Transportation
Summer 2025

California Trucking Association Ends Legal Challenge to Worker Reclassification Law

After four and a half years of litigation, the California Trucking Association (CTA) has declined to appeal a recent decision that blocked its request for a preliminary injunction stopping the AB5 from going into effect. In 2019, California Governor Gavin Newsom signed into law the controversial AB5 bill, which regulates independent contractors operating in the state and codifies into statute the “ABC Test.” Under the ABC Test, a worker could only be found to be an independent contractor if they met all three conditions of the test:

  • Condition A: The individual is free from control and direction, both under contract and in fact.
  • Condition B: The individual performs work that is outside the usual course of the hiring entity’s business.
  • Condition C: The individual has their own independently established business of the same type as the work performed.

Although the bill’s stated purpose was to regulate ridesharing companies and other “gig economy” jobs, the CTA and others reasonably feared that the broad language of AB5 could affect their own contractors. Condition B is the particular concern of motor carriers operating in California, as owner-operators generally perform the same type of work—moving freight by truck—as the motor carrier on whose behalf they operate.

In essence, AB5 threatens the status of California’s 70,000 owner-operators. Although there has not yet been a push by California regulatory agencies to apply AB5 to the trucking industry, the potential that all owner-operators could be found to be misclassified looms heavily over the industry nonetheless. Some motor carriers have had to leave the California market entirely, while others have had to curtail the range of services offered.
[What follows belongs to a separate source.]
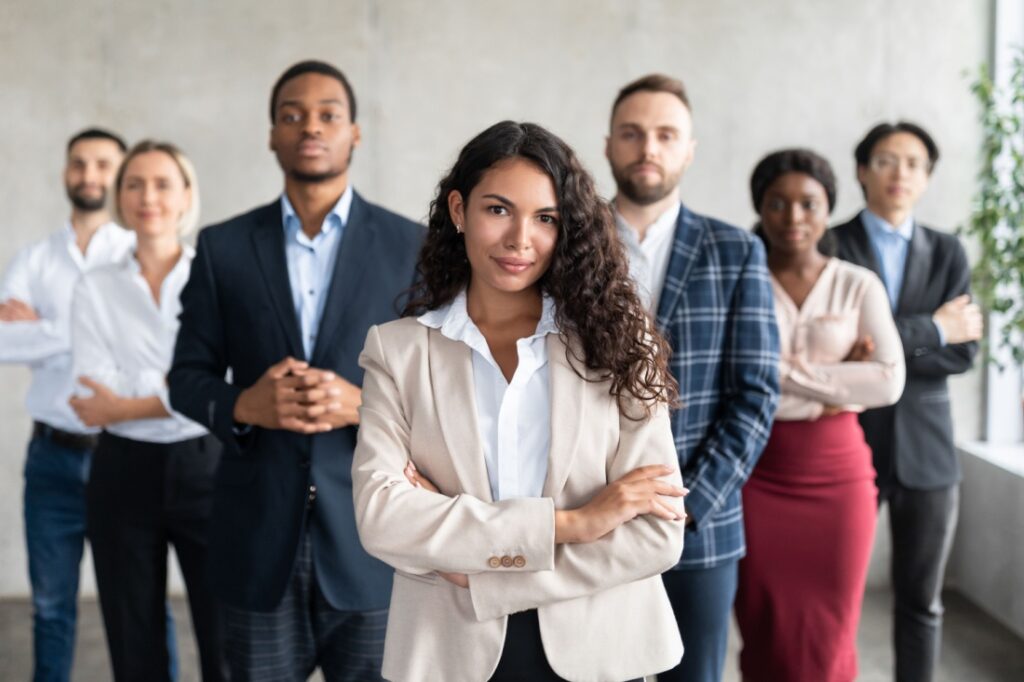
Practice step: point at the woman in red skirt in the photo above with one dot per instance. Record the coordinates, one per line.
(810, 504)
The California Attorney General, in its own filings, has argued that “[m]otor carriers can continue working with owner operators – drivers who own their own trucks – much as they did before AB5’s enactment,” the state wrote. “To the extent that the ABC test requires carriers to classify owner-operators as employees, the only legal consequence is that owner-operators are now entitled to receive a minimum wage, workers’ compensation and other employment protections and benefits.”
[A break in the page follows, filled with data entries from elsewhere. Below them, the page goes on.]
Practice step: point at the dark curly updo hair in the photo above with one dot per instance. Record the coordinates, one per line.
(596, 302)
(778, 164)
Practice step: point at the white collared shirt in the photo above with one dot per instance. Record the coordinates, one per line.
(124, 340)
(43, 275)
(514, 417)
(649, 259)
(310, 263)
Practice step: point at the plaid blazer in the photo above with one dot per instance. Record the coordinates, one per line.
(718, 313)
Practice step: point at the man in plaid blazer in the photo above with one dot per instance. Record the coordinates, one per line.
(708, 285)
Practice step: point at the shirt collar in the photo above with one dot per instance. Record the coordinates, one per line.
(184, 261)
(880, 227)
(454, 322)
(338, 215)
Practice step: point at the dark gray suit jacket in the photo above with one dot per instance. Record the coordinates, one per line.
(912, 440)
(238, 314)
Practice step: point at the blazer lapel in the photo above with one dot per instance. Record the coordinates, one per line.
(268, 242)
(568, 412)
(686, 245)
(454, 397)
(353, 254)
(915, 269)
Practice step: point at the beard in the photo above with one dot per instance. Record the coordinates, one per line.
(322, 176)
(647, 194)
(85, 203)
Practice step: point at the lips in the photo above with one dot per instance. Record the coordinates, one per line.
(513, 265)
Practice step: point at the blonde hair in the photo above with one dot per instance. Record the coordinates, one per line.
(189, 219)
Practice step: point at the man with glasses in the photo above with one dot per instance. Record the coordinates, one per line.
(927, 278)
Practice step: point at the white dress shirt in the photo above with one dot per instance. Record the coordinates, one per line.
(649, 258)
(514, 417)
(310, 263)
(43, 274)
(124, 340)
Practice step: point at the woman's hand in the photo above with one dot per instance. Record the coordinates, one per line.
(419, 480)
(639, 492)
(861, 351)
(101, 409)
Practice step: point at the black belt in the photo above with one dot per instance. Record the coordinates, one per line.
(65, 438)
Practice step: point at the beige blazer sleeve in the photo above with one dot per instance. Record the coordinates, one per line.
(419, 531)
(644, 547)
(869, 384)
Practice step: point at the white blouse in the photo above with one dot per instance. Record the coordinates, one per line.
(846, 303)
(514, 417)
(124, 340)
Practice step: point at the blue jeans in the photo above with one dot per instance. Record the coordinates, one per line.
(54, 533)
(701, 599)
However, the Owner-Operator Independent Drivers Association (“OOIDA”) has continued to appeal its own legal challenge to the AB5 law, arguing that AB5 “effectively prohibits an entire sector of small business truckers from operating in California” in violation of the dormant commerce clause, a prohibition against states placing unreasonable burdens on out-of-state or interstate commerce even in the absence of federal legislation on the same topic.

Courts and the CTA have suggested that owner-operators can avail themselves of the business-to-business exception to AB5, a narrow exception carved out for “bona fide business-to-business contracting relationship[s].” However, the business-to-business exception is highly factually specific and businesses must continue to carefully examine their independent contractor/owner-operator relationships to ensure that they actually meet the criteria of the exception, which includes but is not limited to the owner-operator being “free from the control and direction” of the motor carrier and a requirement that the owner-operator “advertises and holds itself out to the public” as providing the same services. Due to these requirements, the classification status of many California owner-operators remains up for debate and will likely not be settled anytime soon.